Pensa a come parli quando racconti qualcosa che ti emoziona. La tua voce naturalmente accelera nei momenti cruciali, rallenta quando vuoi sottolineare un punto importante. La tua scrittura può fare lo stesso.
Il trucco pratico
Può sembrare una banalità, ma leggi ad alta voce ciò che scrivi! A me, negli anni, è servito tantissimo. Non concentrarti sul significato, ma sul suono. Senti dove la voce rallenta, dove accelera, dove ha bisogno di prendere fiato.
Il testo scritto è fatto per essere sentito, anche quando viene letto in silenzio.

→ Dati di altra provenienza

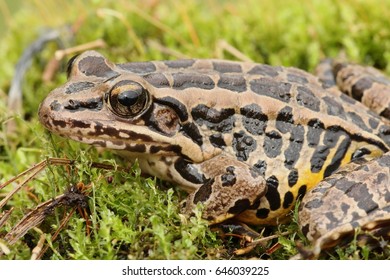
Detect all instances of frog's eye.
[108,80,149,117]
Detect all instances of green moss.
[0,0,390,259]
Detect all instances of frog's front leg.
[184,156,267,224]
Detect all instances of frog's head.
[39,51,227,162]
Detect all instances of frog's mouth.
[39,91,204,162]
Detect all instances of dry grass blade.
[0,158,73,209]
[4,187,87,245]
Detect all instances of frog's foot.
[184,156,267,224]
[298,152,390,258]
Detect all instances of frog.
[39,51,390,255]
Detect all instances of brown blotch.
[193,179,214,204]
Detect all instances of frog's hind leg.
[332,60,390,119]
[298,152,390,257]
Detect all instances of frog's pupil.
[118,90,141,107]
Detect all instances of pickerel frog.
[39,51,390,258]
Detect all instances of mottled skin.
[39,51,390,254]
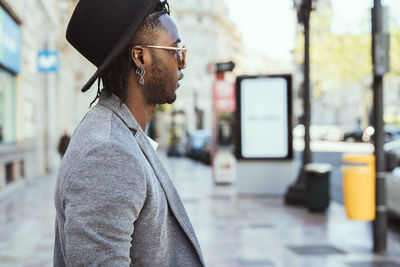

Considera queste due versioni:
"Era tardi. Dovevo andare a casa. Iniziava a piovere. Non avevo l'ombrello."
"Era tardi e dovevo andare a casa. Iniziava a piovere. Non avevo l'ombrello."
La differenza è sottilissima, ma nella seconda il ritmo respira meglio. La prima parte più lunga crea un movimento, le due brevi che seguono un cambio di passo che sottolinea il problema.
Esercizio della settimana
Prendi un paragrafo che hai scritto e gioca con la lunghezza delle frasi.
Mescola frasi lunghe e brevi, inserisci pause strategiche.
Poi leggilo ad alta voce e senti come cambia il ritmo, come il testo inizia a respirare.
Il motivo per cui amiamo così tanto le parole è che possono essere mille cose diverse. Il ritmo ci insegna che non sono solo significato: sono suono, sono respiro, sono musica.